Electronic notes – security tools for large sums of money – should be SMART Docs. Smart Doc is an electronic document created according to the specification standardized by MISMO. This format associates data, visual presentation of a form, and signature. Smart Doc can combine data and presentation so that it can be verified in the system to ensure the integrity of the document, ensuring that what the borrower sees and signs on the computer screen is exactly the document that will be saved. It also ensures that the data displayed on the screen is the exact data used to process the loan.

Q: What do you need to start the electronic closure process?

Kigle: Many lenders think of electronic closing and digital mortgages in a general sense and do not use these methods because they feel overwhelmed by what they need to do to get there. If we delve deeper into specific step-by-step procedures, it will be much easier to understand the process and move on.

Lenders should start by using electronic notes to increase efficiency and benefit everyone involved. Implementing e-notes is easy as long as you partner with the right mortgage software and documentation service providers. You need a relationship with an Electronic Mortgage Registration System (MERS), an investor who accepts electronic notes (Fannie Mae and Freddie Mac lead), and a mortgage software partner who can help you deliver eNote to an investor-approved electronic vault. If you have not already done so, establish the relationships with the partners you need to create and sell eNotes: MERS and a document service provider that offers electronic documents and electronic storage.

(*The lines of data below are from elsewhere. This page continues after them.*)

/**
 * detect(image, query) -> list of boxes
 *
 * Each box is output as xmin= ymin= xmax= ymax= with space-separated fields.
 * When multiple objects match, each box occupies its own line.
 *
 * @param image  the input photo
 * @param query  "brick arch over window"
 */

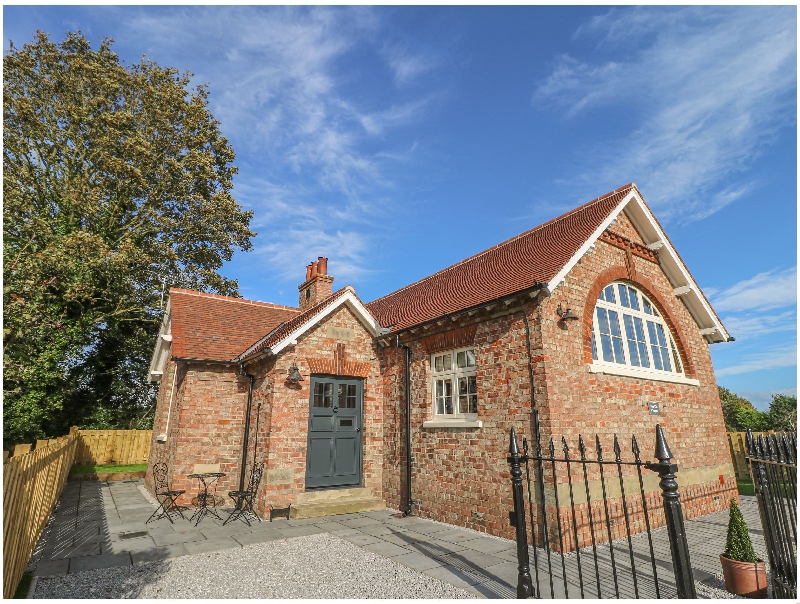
xmin=583 ymin=266 xmax=696 ymax=378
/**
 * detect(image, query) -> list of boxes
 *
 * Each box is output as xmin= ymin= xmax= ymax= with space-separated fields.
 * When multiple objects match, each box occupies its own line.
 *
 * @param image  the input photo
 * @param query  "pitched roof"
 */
xmin=367 ymin=183 xmax=636 ymax=331
xmin=169 ymin=288 xmax=300 ymax=361
xmin=237 ymin=285 xmax=355 ymax=360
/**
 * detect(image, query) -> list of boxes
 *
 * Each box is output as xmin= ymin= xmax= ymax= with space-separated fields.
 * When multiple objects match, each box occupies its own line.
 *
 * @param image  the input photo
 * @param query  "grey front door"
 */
xmin=306 ymin=376 xmax=364 ymax=487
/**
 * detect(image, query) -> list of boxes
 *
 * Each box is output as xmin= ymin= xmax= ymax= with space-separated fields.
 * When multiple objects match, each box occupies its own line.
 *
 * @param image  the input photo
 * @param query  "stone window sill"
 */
xmin=589 ymin=363 xmax=700 ymax=386
xmin=422 ymin=419 xmax=483 ymax=428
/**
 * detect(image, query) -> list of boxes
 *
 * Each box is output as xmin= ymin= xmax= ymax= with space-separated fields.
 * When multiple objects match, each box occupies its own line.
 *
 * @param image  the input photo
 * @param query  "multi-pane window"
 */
xmin=313 ymin=382 xmax=356 ymax=409
xmin=592 ymin=282 xmax=683 ymax=374
xmin=431 ymin=348 xmax=478 ymax=418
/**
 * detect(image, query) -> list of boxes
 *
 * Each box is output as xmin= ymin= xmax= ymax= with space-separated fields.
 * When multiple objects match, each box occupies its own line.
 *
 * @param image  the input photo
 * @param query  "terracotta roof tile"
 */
xmin=169 ymin=288 xmax=300 ymax=361
xmin=367 ymin=183 xmax=636 ymax=331
xmin=237 ymin=285 xmax=355 ymax=359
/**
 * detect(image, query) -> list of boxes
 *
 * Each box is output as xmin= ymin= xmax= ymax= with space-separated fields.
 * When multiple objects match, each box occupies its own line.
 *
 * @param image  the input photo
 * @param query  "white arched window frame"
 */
xmin=590 ymin=281 xmax=699 ymax=385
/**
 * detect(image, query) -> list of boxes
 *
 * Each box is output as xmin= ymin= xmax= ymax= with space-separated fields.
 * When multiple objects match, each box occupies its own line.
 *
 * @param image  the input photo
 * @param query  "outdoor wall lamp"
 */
xmin=286 ymin=365 xmax=303 ymax=384
xmin=556 ymin=302 xmax=578 ymax=321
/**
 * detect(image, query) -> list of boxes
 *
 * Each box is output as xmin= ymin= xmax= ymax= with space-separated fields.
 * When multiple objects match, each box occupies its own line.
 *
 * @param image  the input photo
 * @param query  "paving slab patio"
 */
xmin=34 ymin=479 xmax=763 ymax=598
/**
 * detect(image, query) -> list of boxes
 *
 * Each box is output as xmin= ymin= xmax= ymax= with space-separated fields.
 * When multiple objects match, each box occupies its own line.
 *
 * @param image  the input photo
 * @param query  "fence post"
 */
xmin=646 ymin=424 xmax=697 ymax=599
xmin=508 ymin=428 xmax=536 ymax=600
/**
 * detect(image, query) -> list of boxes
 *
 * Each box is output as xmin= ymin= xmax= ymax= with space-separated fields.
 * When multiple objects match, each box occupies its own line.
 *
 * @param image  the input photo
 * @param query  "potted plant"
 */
xmin=719 ymin=498 xmax=767 ymax=598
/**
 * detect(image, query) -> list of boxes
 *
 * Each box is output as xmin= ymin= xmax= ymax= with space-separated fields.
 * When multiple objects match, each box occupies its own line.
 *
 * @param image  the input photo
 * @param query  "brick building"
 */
xmin=148 ymin=184 xmax=736 ymax=536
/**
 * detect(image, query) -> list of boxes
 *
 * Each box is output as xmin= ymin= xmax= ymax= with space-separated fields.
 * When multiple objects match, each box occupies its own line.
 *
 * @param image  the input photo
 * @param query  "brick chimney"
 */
xmin=297 ymin=256 xmax=333 ymax=310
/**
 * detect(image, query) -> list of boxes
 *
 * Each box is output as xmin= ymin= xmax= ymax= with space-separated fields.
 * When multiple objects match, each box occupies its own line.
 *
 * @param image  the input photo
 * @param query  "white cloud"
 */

In many cases, the lender’s loan software vendor already has this relationship built into the LOS. So, the very first step for most lenders is to sit down with their technology partner and talk about it.

Q: What tools or software do service personnel need to work with electronic closed loans?

Kigle: If lenders work with the right lending software provider – a company that truly understands what it means to be a technology partner – they will have what it takes to implement e-closure. This also applies to service companies that can benefit from electronic closure by receiving digital packages, making it easier to adapt in many situations. eNotes increase efficiency and therefore profitability for both service providers and originators.

The implementation of electronic closing of deals is not so much about the specific software that the lender uses, but more about the introduction of new processes for issuing loans that support electronic closing. The lender’s mortgage software partner can guide and support them in implementing e-closures.